Mechanistic Study of Electron Spin Polarization Transfer in Covalent Donor–Acceptor-Radical Systems

The mechanism of spin polarization transfer from a photogenerated spin-correlated radical pair to a stable radical was studied in a covalent donor-chromophore-acceptor-stable radical (D-C-A-R•) system, where the donor (D) is 4-methoxyaniline (MeOAn), the chromophore (C) is 4-(N-piperidinyl)-naphthalene-1,8-dicarboximide (ANI), the acceptor (A) is naphthalene-1,8:4,5-bis(dicarboximide) (NDI) and the stable radical (R•) is (2,2,6,6-tetramethylpiperidin-1-yl)oxyl (TEMPO).
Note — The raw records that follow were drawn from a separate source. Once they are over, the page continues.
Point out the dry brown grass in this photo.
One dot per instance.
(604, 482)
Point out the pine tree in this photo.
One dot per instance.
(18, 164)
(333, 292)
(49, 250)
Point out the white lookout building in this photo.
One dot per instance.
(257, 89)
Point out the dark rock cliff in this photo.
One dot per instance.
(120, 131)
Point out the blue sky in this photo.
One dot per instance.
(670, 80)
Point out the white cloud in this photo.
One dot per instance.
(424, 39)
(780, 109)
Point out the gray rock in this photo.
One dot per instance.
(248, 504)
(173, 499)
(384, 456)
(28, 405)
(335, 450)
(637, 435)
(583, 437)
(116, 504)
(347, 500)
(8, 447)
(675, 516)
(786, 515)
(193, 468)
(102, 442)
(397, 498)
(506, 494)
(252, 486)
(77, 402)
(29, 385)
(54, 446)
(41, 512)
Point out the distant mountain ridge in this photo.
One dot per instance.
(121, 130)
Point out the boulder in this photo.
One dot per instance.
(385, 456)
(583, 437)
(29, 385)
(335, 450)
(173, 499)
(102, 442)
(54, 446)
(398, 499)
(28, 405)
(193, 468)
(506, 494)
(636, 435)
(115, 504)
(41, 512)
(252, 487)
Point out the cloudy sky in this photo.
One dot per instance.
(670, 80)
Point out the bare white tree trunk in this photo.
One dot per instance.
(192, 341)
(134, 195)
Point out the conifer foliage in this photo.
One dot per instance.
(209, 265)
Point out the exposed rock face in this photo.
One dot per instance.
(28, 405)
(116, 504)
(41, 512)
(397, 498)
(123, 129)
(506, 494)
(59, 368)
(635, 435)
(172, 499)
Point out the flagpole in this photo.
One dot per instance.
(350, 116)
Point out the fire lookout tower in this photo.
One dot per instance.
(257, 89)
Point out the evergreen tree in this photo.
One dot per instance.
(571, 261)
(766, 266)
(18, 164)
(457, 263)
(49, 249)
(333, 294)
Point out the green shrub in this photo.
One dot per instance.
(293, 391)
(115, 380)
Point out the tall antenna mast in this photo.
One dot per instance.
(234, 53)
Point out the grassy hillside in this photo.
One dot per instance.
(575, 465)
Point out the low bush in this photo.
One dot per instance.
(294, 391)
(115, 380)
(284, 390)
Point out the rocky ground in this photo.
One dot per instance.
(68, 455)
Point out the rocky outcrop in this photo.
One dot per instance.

Experiments probed the effect of the spin–spin exchange interaction between D•+ and A•− as well as the charge recombination dynamics of D•+-C-A•− on spin polarization transfer from the D•+-C-A•− SCRP to R• as a function of the dielectric environment in glassy media at cryogenic temperatures. The results show that spin polarization on R• is generated by asymmetry in the charge recombination pathways rather than variations in the spin–spin exchange interaction between D•+ and A•−. These results inform design criteria for using an SCRP to spin polarize a third spin for potential applications in quantum information science.